L. M. Ma candidature est la résultante de deux éléments. Le premier est ma rencontre avec Marie-Alix au tout début de l’année 2015. Nous formons un duo parfaitement complémentaire puisqu’elle est pénaliste là où j’interviens en droit des affaires et elle exerce à titre individuelle alors que j’exerce en tant qu’associé au sein d’un cabinet d’affaires. Le second élément, c’est la réunion de la profession en décembre dernier. Nous avons réussi, avec le CNB et la conférence des bâtonniers, à nous exprimer d’une seule voie alors même que la profession était à feu et à sang. J’ai réalisé qu’en travaillant ensemble nous pouvions réaliser des choses indispensables pour notre profession.


M.-A. C.-B. Nous souhaitons que cette dynamique continue. C’est d’ailleurs la raison pour laquelle cette élection a du sens aujourd’hui et non dans deux ans. Cette candidature n’était pas préméditée, c’est avant tout le fruit d’une rencontre et d’une envie commune.  

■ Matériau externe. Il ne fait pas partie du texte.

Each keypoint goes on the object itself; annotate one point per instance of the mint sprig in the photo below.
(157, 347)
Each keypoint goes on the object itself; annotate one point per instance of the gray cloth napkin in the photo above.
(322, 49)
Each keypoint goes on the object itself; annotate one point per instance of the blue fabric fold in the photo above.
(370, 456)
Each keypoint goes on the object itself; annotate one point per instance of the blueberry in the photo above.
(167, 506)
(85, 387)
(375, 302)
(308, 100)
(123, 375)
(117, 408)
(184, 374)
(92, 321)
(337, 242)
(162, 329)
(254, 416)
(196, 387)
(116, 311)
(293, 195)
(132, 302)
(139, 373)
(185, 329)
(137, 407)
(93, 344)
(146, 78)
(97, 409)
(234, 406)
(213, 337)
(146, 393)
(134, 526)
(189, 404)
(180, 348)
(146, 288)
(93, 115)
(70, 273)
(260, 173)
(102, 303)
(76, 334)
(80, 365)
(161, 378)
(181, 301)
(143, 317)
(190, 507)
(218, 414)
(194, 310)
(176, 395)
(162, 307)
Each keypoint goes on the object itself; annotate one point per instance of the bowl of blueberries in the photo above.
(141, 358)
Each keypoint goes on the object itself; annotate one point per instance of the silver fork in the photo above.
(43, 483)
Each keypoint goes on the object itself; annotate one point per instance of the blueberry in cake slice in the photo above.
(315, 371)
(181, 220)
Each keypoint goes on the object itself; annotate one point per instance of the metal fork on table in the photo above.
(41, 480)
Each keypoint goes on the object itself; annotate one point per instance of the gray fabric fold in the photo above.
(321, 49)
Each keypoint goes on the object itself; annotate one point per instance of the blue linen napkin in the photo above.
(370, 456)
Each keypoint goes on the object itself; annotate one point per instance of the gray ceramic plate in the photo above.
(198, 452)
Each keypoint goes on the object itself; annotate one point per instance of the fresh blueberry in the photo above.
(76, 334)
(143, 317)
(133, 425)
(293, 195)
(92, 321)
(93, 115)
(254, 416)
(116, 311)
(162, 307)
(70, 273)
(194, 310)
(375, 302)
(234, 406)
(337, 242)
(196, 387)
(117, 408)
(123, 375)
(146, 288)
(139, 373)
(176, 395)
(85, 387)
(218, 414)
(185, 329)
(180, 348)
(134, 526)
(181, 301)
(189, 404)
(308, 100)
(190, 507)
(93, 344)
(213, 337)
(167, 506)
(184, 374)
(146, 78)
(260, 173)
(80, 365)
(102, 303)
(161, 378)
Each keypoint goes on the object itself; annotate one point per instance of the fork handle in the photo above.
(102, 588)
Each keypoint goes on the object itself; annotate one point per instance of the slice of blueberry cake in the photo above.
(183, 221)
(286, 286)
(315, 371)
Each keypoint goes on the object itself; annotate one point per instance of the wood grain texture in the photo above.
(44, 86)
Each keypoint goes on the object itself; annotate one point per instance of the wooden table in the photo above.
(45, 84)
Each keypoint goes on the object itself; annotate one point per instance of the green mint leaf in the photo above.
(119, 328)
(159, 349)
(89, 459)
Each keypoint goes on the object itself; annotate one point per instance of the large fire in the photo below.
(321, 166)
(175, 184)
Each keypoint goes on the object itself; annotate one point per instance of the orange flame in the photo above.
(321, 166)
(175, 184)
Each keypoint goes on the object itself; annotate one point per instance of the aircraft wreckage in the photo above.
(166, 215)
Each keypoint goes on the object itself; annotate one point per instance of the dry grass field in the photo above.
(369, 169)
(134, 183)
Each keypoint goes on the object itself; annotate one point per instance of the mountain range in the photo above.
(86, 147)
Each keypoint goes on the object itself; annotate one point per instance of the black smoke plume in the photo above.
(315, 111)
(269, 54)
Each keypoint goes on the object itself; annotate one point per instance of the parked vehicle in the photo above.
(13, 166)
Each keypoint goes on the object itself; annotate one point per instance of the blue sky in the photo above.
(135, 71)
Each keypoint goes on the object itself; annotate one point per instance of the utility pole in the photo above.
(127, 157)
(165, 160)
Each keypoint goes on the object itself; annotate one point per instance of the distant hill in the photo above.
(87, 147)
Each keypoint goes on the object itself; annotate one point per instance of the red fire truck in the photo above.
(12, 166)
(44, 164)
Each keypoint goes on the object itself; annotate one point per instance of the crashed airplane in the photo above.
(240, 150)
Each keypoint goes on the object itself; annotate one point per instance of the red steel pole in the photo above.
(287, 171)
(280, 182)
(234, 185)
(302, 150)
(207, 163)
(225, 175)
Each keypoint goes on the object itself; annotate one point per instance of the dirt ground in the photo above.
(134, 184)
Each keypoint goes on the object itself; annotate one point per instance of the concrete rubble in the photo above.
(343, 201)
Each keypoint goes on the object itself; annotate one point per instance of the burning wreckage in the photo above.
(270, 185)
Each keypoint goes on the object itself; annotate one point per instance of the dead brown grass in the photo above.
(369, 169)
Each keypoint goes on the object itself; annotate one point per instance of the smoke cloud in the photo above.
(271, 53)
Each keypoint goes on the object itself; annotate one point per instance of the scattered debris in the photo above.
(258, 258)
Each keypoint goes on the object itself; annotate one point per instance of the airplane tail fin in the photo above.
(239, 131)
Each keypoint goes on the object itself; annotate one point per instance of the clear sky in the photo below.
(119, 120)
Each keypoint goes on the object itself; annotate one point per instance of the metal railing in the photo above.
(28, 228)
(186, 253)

L. M. Concernant le changement de date des élections, nous nous étions engagés il y a deux ans, lors de notre campagne à réduire le dauphinat et à supprimer le vote de confirmation. Ces points ont fait l’objet d’un vote du conseil de l’ordre. Le 4 juillet 2014, le CNB a décidé que la durée du dauphinat ne pouvait être inférieure à six mois. Je suis donc revenu devant le conseil de l’ordre en demandant le respect des six mois de dauphinat imposés par le CNB, ce qui induisait naturellement des élections en juin 2015. La modification du calendrier n’a jamais été une manœuvre pour me permettre d’être candidat, elle est la résultante des promesses de campagne sur lesquelles nous avons été élus.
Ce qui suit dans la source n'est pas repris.